I'd like to add that most artist residencies are; A: not this awesome; and B: don't provide a stipend.... so consider yourself lucky and don't take it for granted!
Step 1: What's in the Envelope...
Around the 15th of each month, Vanessa will walk around handing out envelopes to full time Artists in Residence. The envelope has a bunch of stuff in it, as shown in the photo.
- The CREDIT CARD (with activation sicker)
- Secured envelope with PIN #
- The 5 digit ZIP-CODE on the envelope is important too.
- Agreement pamphlets (these will not help you get the cash.)
Step 2: Activate Your Card by Phone
The credit card from the envelope has a sticker with a phone number - call this to activate the card. As shown in the photo, John did this on the lobby floor of the Bank. If you are prepared, you can take care of this before even going to the bank - it's a little bit easier that way.
Have the following information ready:
- THE 16 DIGIT CARD #
- PIN #
- SOCIAL SECURITY # ("00" followed by the two digit number after "ARTIST IN RESIDENCE__" on the card).
Step 3: Find a US Bank ATM
The closest US Bank to the Pier is located on Market a block up from the Embarcadero BART station - the address is 101 California Street at Market (see map). The hours are 9am - 5pm and the one time I tried to go to the ATM earlier, the cash withdrawal option was not available.
Whichever US Bank location you choose, you cannot withdrawal the money from a teller - you have to use the ATM.

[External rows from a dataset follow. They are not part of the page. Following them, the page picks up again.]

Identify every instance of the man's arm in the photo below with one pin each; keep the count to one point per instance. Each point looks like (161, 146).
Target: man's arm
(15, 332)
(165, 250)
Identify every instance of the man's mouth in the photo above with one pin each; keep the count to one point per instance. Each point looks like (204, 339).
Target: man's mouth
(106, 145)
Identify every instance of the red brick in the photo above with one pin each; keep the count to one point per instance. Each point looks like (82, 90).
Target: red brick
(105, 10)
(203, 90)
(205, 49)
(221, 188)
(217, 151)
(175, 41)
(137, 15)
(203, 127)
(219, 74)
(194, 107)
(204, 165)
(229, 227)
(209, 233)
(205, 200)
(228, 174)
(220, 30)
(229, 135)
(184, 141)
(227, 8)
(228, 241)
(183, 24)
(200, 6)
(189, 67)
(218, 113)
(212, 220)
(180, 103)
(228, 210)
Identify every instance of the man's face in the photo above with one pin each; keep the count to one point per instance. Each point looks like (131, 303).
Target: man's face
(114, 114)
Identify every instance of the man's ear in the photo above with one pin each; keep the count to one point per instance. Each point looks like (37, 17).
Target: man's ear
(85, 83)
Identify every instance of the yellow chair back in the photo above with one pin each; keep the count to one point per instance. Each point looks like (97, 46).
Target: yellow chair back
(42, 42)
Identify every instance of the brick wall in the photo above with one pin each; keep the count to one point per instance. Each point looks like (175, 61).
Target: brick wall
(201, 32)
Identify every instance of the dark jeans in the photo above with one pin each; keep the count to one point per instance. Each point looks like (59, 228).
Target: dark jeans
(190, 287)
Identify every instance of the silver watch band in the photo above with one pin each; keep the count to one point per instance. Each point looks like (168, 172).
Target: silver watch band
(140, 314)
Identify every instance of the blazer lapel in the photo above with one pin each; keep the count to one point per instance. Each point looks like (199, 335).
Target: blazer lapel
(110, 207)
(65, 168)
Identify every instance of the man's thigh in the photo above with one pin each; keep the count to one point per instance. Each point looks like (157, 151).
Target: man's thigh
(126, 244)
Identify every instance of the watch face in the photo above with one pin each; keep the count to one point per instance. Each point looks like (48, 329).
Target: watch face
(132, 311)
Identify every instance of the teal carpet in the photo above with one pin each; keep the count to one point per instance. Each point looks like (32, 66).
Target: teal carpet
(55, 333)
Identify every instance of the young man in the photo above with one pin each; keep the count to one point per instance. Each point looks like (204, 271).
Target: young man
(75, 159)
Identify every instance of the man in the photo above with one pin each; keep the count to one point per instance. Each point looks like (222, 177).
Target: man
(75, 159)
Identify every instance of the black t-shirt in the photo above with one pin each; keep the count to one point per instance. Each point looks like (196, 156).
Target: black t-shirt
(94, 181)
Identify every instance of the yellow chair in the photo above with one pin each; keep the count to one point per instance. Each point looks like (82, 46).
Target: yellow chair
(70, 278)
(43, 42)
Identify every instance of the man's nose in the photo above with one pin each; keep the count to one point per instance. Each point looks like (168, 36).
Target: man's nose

Step 4: Open and Enter PIN #
Put the card into the ATM.
Inside the envelope that Vanessa gave you, there is another security envelope with perforated sides that need to be torn off to open it. This is where the cards PIN is located, which you need at the ATM. Tear off the sides and enter your PIN when prompted.
Step 5: Withdrawal $$$
Follow the ATM prompts and answer in the following order:
1 - CASH WITHDRAWAL
2 - FROM CHECKING
3 - OTHER AMOUNT
4 - TYPE IN AMOUNT**
** The ATM will NOT let you take the full $1500 in one transaction. Split it up into two smaller transactions. John was able to withdrawal $1000, then in a separate transaction, he withdrew the remaining $500.
NOTE: the ATM only dispenses $20, so the "Other Amount" you type in must be divisible by 20, otherwise you will get an error.
ALSO VERY IMPORTANT: If you don't withdrawal the full amount right now, the account will be charged a 3% cash advance fee.
Step 6: Take Your Money Out of the ATM
If you've followed the previous steps correctly, you should have $1500 big ones in your hand - congratulations!
I highly suggest you put the bills in an envelop discretely. John made a different choice, flashed the dough for the camera, and proceeded to walk away from the ATM with a large wad of cash in his hand for all to see. This is a bit risky as there are many seedy characters downtown that might try to steal your stipend from you.
Step 7: Optional Final Step : Deposit the Funds Into Your Bank Account
Unless you pay your rent / phone bill / other life expenses in cash, it might be a good idea to immediately put the stipend funds into your bank account. Its also not smart to walk around with large amounts of cash on you (as mentioned in the previous step). John and I both bank at Wells Fargo, which is conveniently located one block down Market Street from the US Bank ATM. There is a Citibank across the street as well. In fact, there are lots of different banks located in the financial district of San Francisco, so it should be easy to find a branch of your bank within walking distance.
NOTE: You are not allowed to take photos while making a transaction at a bank. If you have to, act fast and play dumb.